Pernyataan tersebut merespons penegasan Menteri Ketenagakerjaan, Yassierli, pada Senin (3/8), yang mengakui bahwa tantangan bagi penyandang disabilitas di pasar kerja domestik kini semakin besar.
Secara global, isu ini juga menjadi sorotan. Data Organisasi Perburuhan Internasional (ILO) yang dipaparkan dalam Global Disability Summit 2025 menunjukkan bahwa tingkat partisipasi angkatan kerja penyandang disabilitas di dunia masih tertinggal sekitar 30 persen lebih rendah jika dibandingkan dengan kelompok non-disabilitas.
Dari sisi legalitas, Indonesia sebenarnya telah memiliki payung hukum yang kuat melalui Undang-Undang Nomor 8 Tahun 2016 tentang Penyandang Disabilitas. Regulasi ini kemudian dipertegas lewat Peraturan Menteri Ketenagakerjaan Nomor 8 Tahun 2026 tentang Pemberian Penghargaan dalam Penghormatan, Pelindungan, dan Pemenuhan Hak Penyandang Disabilitas.
Meski demikian, ia menilai persoalan mendasar terletak pada implementasi kebijakan-kebijakan tersebut yang belum berjalan optimal di sektor formal.
“Kuota bekerja bagi penyandang disabilitas yang diamanatkan UU No. 8/2016 harus dipatuhi dan direalisasikan secara konsisten. Ini adalah bagian dari upaya mewujudkan inklusivitas dan pembangunan yang merata,” tegas perempuan yang akrab disapa Rerie tersebut.
Legislator dari Komisi X DPR RI itu juga menambahkan bahwa instrumen sanksi dan penghargaan (reward and punishment) yang termaktub dalam Permenaker Nomor 8 Tahun 2026 harus diterapkan secara tegas demi memicu kepatuhan dunia usaha.
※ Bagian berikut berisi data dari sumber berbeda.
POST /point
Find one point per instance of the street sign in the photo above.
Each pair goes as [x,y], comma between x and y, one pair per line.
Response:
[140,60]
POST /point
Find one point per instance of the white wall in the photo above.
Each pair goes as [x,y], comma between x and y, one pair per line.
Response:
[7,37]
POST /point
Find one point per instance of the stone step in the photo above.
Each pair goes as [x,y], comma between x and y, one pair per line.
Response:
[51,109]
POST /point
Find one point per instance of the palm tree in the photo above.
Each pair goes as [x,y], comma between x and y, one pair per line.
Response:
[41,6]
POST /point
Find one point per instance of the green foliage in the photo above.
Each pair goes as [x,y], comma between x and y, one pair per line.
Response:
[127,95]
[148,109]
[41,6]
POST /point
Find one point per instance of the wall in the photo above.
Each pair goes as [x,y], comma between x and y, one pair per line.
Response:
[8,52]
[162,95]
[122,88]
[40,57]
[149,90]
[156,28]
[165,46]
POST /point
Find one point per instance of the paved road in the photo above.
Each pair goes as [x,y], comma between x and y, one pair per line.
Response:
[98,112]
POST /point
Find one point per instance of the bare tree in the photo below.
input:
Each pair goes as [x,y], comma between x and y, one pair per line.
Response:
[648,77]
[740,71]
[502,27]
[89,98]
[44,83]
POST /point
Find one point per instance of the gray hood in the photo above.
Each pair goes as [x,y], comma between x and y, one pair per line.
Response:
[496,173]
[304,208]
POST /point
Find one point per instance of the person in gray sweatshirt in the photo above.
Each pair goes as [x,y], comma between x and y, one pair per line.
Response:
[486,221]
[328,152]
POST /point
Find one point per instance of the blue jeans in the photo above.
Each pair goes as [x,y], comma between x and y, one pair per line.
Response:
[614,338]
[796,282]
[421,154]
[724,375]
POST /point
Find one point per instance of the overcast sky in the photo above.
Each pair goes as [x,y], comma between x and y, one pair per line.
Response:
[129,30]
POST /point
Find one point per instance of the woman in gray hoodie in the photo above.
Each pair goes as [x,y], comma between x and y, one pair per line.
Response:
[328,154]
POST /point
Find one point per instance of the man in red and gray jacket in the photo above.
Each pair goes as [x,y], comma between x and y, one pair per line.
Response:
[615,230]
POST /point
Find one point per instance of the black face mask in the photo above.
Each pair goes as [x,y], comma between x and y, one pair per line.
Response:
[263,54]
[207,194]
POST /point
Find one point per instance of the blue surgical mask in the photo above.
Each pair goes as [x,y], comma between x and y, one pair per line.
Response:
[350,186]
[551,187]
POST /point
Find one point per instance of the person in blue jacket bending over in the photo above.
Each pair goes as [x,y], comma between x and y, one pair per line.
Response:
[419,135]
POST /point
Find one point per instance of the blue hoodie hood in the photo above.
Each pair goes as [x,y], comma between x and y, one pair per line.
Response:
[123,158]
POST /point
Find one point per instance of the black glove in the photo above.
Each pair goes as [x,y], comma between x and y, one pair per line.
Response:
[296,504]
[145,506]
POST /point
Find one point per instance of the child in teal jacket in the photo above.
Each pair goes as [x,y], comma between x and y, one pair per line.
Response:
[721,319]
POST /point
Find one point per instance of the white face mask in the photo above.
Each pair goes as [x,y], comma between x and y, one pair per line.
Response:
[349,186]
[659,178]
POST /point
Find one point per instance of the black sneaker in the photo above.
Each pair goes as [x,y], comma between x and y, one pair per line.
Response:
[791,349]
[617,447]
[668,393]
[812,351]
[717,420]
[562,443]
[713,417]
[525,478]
Anggota Majelis Tinggi Partai NasDem ini memetakan sedikitnya ada empat hambatan krusial di lapangan yang wajib segera diurai oleh pemerintah dan pelaku industri:
-
Stigma Negatif Produktivitas: Masih kuatnya anggapan keliru bahwa tenaga kerja disabilitas kurang produktif, padahal kapasitas mereka bisa setara jika didukung oleh akomodasi yang layak di lingkungan kerja.
-
Kesenjangan Vokasi & Edukasi: Minimnya program pelatihan vokasional yang adaptif dengan kebutuhan industri terkini, serta rata-rata tingkat pendidikan formal yang masih rendah.
-
Infrastruktur Fisik Belum Ramah: Fasilitas lingkungan kerja fisik di perkantoran maupun pabrik belum sepenuhnya aksesibel bagi mobilitas penyandang disabilitas.
-
Eksklusi Infrastruktur Digital: Sistem rekrutmen daring (online) saat ini dinilai belum ramah terhadap kebutuhan spesifik, seperti ketiadaan fitur pembaca layar (screen reader) untuk tunanetra atau opsi panduan bahasa isyarat bagi tunarungu.
Sebagai penutup, ia menekankan perlunya orkestrasi yang matang antara sektor pendidikan, dunia bisnis, jajaran pemerintahan, hingga lapisan masyarakat guna menghapus sekat diskriminasi di dunia kerja.
“Dengan kondisi yang dihadapi saat ini dibutuhkan kolaborasi nyata antara sektor pendidikan, bisnis, pemerintahan, dan masyarakat, agar tidak ada lagi kesenjangan dalam kesempatan bekerja bagi setiap warga negara, termasuk bagi penyandang disabilitas,” pungkasnya.